This result shows that any continuous function on a compact set of paths can be approximated arbitrarily well simply by a linear combination of terms of the signature. For a proof, see [Király and Oberhauser, 2019]. It can be thought of as a universal approximation property akin to the oft-cited one for neural networks [Cybenko, 1989]. The primary difference is that neural networks typically require a very large number of parameters which must be optimized through gradient-based methods, of a loss function which is non-convex in the network parameters, whereas the approximation via signatures amounts to a simple linear regression in the signature features. Hence, once the signature is calculated, function approximation becomes extremely computationally efficient and can be done via second order methods. Furthermore, as we will see later, we may apply further convex transformations of the signature and retain an objective that is convex in the parameters.

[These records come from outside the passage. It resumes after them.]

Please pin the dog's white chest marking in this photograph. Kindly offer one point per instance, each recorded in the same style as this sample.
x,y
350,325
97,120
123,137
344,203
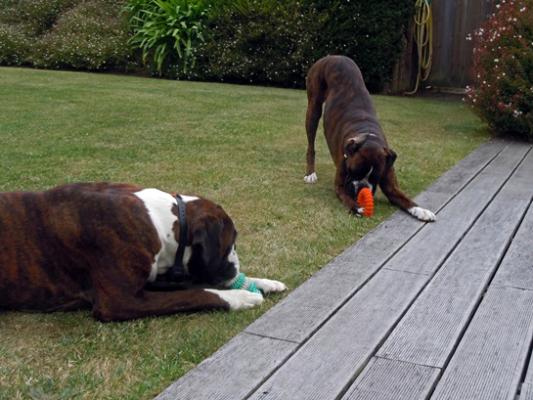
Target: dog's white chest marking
x,y
159,205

4. Linear neural spline flows

In this section, we revisit neural spline flows as prerequisites. Specifically, we explore their application to multivariate data in subsection 4.1 and further delve into their relevance in the context of multivariate time series data in subsection 4.2.

4.1. Multivariate data

Without loss of generality let $\mathbf{x}=(\mathrm{x}_{1},\dots,\mathrm{x}_{d})\sim p$ be a $[0,1]^{d}$ -valued random variable.¹¹1Note that any random variable can be defined on the $[0,1]$ by applying the integral probability transform (IPT). Note that this any bijection applied to make a random variable $[0,1]^{d}$ -valued does not impact the KL-divergence objective that is later derived. Furthermore, denote by $F_{1}(x)\coloneqq\mathbb{P}(\mathrm{x}_{1}\leq x)$ the cumulative distribution function (CDF) of $\mathrm{x}_{1}$ and for $i\in\{2,\dots,d\}$ by

F_{i}({x}|\mathbf{x}_{:i-1})\coloneqq\mathbb{P}(\mathrm{x}_{i}\leq x|{\mathrm{x}}_{:i-1}=\mathbf{x}_{:i-1})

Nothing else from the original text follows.